Often the real patterns of communication go unseen because we look at organisational communication through the lens of hierarchy. That means we can’t tap into the real conversation.
For example, at a meeting, you would usually see the leader as the decision maker, and if you want to get something through, you’d spend your energies communicating with him or her. Yet if you mapped the patterns going on behind the scenes, you might find there’s someone else you should have targeted – an influencer who has an open line with the other attendees. That’s the person you need to know about and get on side.
Watch the way the people around you communicate. Who talks to whom and how often? Look for the informal chats happening and map them. You’ll soon find the communication system operates around you and that’s how you’ll identify the channel to use to spread your influence.
#2 Human behaviour
Social scientist, Robert Cialdini, wrote a book titled “Influence: The Psychology of Persuasion” where he talked about our natural tendency towards fixed action patterns. We have predictable reactions to certain triggers. They are precise things we do without even thinking about it. If you can identify people’s fixed action patterns, you can use them to become more persuasive.
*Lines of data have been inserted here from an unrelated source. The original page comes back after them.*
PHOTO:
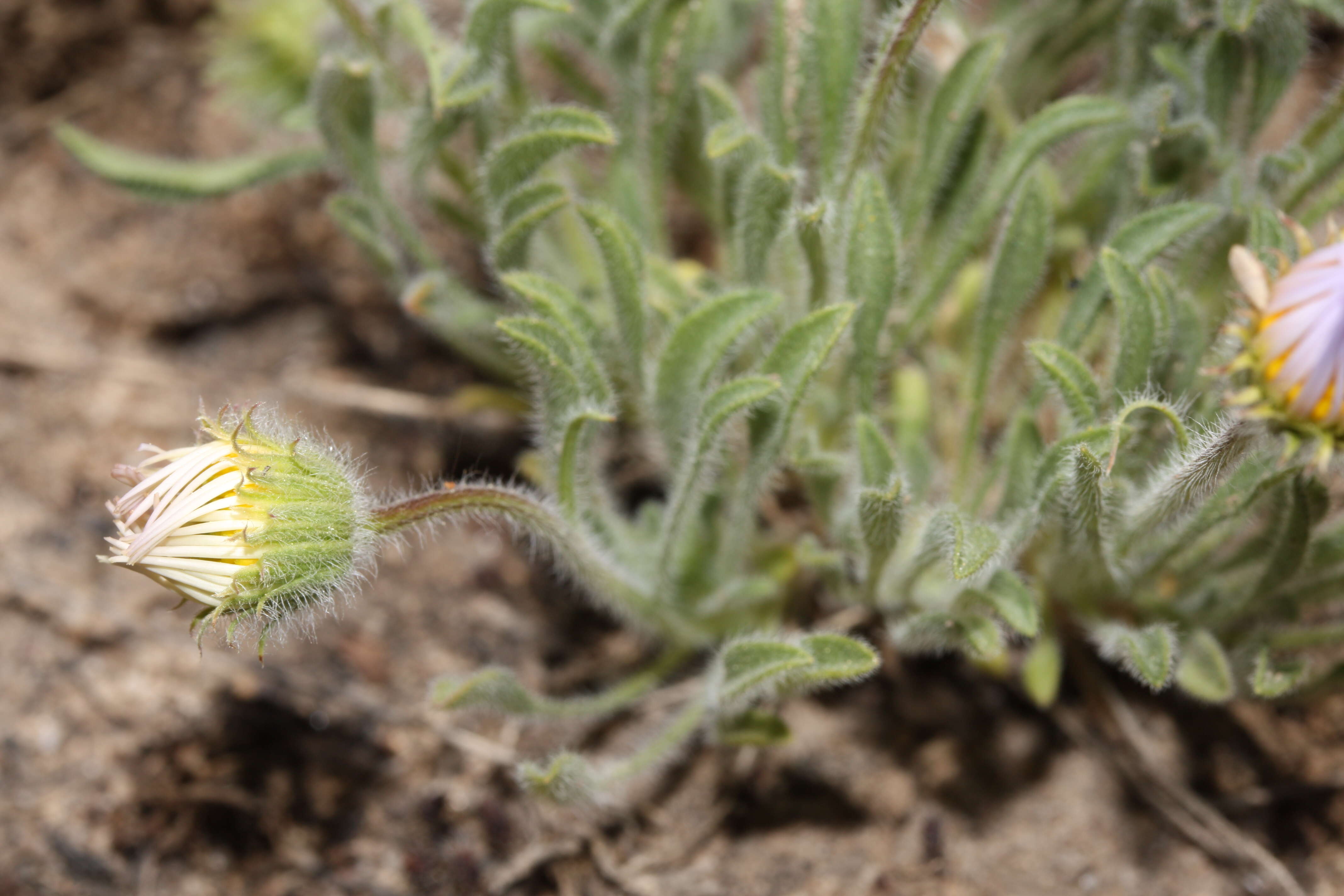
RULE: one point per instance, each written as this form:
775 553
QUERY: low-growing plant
912 310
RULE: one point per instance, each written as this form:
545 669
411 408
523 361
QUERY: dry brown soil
131 762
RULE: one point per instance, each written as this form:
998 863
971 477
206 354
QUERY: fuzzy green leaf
361 221
870 111
1057 121
777 82
763 207
566 780
572 459
728 137
181 181
1019 262
545 133
1042 671
972 547
623 257
1225 66
948 123
796 358
968 546
877 460
494 688
1148 653
1205 671
523 213
1307 501
871 261
1139 241
488 22
754 729
1238 15
747 667
835 660
556 303
1021 456
1014 602
881 519
1267 233
832 52
343 95
553 359
1086 500
1138 323
699 346
811 225
1279 42
1274 679
980 637
729 400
Marketers are experts at using fixed action patterns to elicit a desired response. For example, they often use scarcity as a trigger. “Only 3 available at this price!” Your brain’s response is to spark you into action.
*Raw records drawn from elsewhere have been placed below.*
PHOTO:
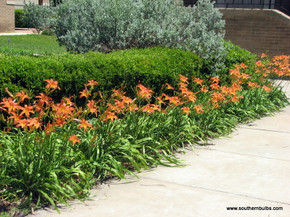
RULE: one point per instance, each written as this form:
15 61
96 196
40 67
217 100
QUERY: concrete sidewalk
250 168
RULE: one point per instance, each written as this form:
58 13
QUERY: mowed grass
30 44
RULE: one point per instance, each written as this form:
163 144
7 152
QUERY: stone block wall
7 16
259 31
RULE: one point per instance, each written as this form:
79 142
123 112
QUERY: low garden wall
259 31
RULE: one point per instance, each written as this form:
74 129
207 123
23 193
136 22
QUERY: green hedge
151 67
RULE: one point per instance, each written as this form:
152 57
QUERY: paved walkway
250 168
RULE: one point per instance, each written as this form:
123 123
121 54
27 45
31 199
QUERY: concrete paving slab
250 169
151 198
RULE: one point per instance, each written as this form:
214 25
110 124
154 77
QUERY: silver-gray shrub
106 25
39 17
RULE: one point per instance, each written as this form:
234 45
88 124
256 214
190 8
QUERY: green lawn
30 44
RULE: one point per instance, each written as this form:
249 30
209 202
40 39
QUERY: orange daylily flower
169 87
23 123
215 79
186 110
127 100
44 98
236 98
198 81
16 117
26 110
150 108
252 84
22 96
144 92
34 123
110 116
9 104
204 89
91 83
74 139
215 86
217 97
60 121
175 100
84 124
85 93
92 106
198 108
263 55
132 107
183 79
49 128
267 89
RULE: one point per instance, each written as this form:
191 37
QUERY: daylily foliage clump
54 150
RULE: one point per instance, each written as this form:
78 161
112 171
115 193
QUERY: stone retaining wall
259 31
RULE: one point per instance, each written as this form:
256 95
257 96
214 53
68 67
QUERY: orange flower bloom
253 84
110 116
85 93
23 123
186 110
217 97
198 108
91 83
204 89
183 79
84 124
215 86
144 92
49 128
60 121
236 98
175 100
127 100
52 84
16 117
26 110
263 55
9 104
215 79
267 89
150 108
92 106
34 123
22 96
44 98
169 87
74 139
132 107
198 81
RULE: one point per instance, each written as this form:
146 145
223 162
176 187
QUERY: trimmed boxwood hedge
152 67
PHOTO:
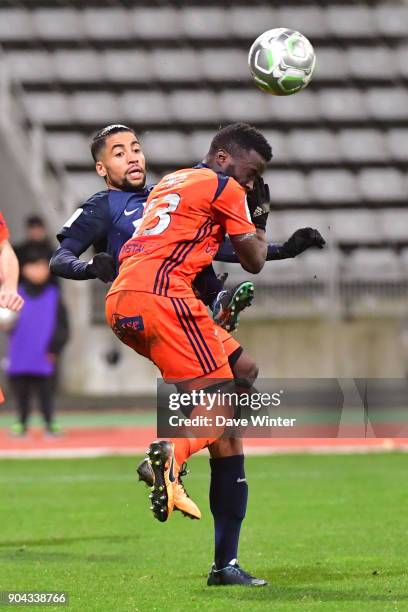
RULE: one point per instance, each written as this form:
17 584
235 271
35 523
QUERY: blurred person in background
35 234
37 340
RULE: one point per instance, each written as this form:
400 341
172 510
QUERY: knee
226 447
245 368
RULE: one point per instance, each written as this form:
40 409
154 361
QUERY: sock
184 447
228 502
208 285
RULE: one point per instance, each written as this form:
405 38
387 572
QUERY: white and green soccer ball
281 61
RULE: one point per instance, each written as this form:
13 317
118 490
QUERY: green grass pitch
329 533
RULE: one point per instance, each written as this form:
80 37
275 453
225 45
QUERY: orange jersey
4 233
184 222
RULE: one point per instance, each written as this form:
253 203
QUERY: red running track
83 442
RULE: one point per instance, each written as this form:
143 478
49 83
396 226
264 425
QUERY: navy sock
208 285
228 501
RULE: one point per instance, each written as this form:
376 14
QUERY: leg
45 392
179 337
228 497
21 386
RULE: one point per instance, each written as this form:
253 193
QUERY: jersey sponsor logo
130 212
73 217
125 325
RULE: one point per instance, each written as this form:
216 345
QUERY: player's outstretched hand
102 266
258 203
301 240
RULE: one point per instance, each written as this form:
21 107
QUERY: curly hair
98 141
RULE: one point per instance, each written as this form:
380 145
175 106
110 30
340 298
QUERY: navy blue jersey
106 220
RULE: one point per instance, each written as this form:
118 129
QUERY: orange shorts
229 343
177 334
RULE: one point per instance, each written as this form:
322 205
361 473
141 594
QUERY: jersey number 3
156 217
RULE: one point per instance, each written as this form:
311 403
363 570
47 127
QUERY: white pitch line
77 453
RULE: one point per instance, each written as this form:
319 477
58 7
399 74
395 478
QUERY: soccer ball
281 61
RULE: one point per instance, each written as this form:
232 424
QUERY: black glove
102 266
300 241
258 203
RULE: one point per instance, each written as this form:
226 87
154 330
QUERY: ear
222 157
100 169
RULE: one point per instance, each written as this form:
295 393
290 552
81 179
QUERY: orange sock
185 447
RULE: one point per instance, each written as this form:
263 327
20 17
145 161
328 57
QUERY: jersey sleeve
4 233
88 225
231 209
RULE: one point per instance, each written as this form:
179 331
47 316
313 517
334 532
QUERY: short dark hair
98 141
34 221
241 136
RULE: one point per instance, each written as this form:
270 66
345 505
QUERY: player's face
122 163
244 168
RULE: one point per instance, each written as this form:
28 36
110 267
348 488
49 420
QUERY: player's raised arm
9 271
87 226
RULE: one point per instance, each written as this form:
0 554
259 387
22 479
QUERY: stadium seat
391 20
331 65
290 221
363 145
280 145
94 107
249 22
313 146
15 24
80 66
372 264
199 106
395 224
199 143
81 185
175 65
376 63
351 21
342 105
242 105
69 148
47 108
387 103
166 148
223 65
144 107
333 186
316 263
58 24
106 24
127 66
402 60
204 23
279 272
155 23
404 260
382 184
310 20
398 143
354 226
30 66
302 107
287 186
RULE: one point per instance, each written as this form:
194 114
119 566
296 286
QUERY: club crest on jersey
124 325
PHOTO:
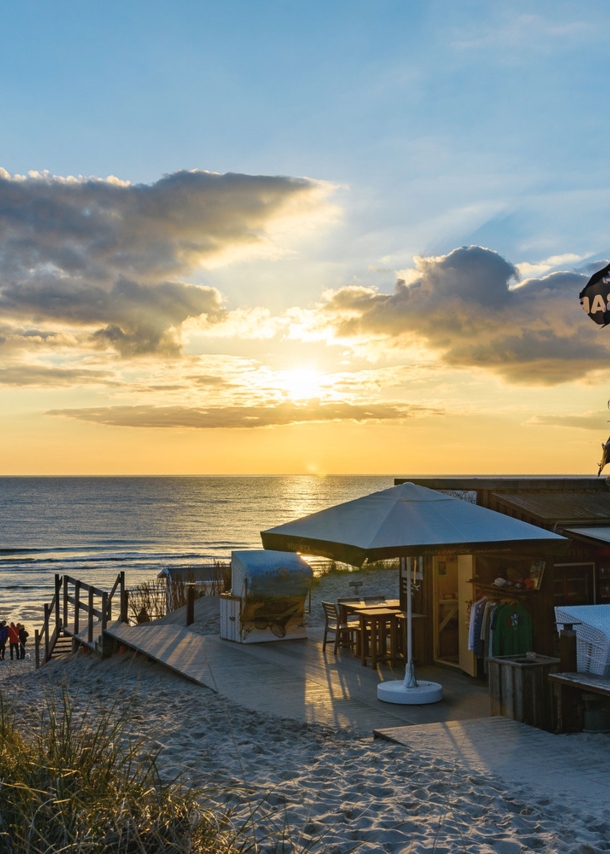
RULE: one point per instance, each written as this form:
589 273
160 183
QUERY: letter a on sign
594 297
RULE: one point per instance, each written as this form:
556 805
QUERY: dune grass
81 783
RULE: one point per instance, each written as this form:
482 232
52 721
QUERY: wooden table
381 623
346 608
569 690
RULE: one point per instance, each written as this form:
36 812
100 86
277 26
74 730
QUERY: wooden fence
78 610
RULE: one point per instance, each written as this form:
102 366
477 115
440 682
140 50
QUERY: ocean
93 527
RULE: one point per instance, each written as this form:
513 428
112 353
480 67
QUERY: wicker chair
345 634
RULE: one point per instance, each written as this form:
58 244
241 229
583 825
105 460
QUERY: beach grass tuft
82 783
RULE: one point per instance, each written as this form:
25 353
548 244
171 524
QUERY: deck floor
298 680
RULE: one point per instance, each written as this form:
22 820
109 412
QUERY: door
467 658
446 618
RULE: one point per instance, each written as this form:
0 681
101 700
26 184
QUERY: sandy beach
335 791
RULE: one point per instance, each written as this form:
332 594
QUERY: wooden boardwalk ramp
296 679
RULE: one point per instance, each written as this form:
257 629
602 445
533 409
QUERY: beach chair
345 633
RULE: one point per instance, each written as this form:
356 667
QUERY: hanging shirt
513 632
474 630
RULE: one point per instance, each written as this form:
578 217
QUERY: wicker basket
592 636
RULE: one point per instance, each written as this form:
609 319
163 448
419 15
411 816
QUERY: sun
301 384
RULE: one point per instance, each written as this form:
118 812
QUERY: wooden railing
68 601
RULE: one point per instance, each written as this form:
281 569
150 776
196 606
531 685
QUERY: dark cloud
132 318
97 254
238 416
36 375
468 306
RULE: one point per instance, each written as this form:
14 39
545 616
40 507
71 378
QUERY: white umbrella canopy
406 520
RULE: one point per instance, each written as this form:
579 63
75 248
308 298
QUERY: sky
302 237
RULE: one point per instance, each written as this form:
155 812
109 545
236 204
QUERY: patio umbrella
406 521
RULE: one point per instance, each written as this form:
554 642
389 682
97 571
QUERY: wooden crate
519 688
In the workplace, people develop very specific fixed action patterns. We know what works well for us and it saves time and minimises the effort of decision making.
One of the best examples Cialdini gave was of a researcher asking to cut in line to make copies. The researcher was more successful when she gave a reason for her request, even if it was something as simple as “because I have to make copies.” People were more inclined to comply when they new there was a reason for the request, even if it wasn’t a good one.
Cialdini also talked about the use of contrast. When two options are offered in sequence, people tend to see the differences between them as bigger than they really are. If you want to increase the chances of your proposal being accepted, present a more expensive or difficult one first. Your proposal will seem much more reasonable.
And if you know your boss needs to finish a coffee before tackling work, there’s no point in trying to achieve anything until that coffee is gone.
Think about the fixed action patterns of the people you need to connect with and use them to build your influence.
#3 Body language
Socially, there are certain actions we take in response to a trigger. For example, when someone holds out their hand we automatically reach out to shake it. Or when someone smiles at us, we smile in return. Then there is the power pose which makes us seem strong and more authoritative. Just imagine the response you’d get it you combined all three triggers at once. You’d establish a connection, create rapport and be regarded as someone who knows what they’re talking about.
But you need more than that; you need to be trusted if you want to influence others. The smile and the handshake are a great start, but a great technique is to match the speed of the other person’s movements. It’s soothing and will help them feel you’re on the same wavelength.
Another technique is to nod while you’re listening to signal agreement. Then, as you present your position, keep nodding and watch the person start to nod, too. Once they nod their heads, their brain will start to trigger a yes to your suggestion.
Use body language to influence people to your way of thinking. Show power and confidence but be sure to build trust through movements which build rapport instead of dominating.
These three techniques will help you establish and build your influence and authority and take another step towards becoming a great leader.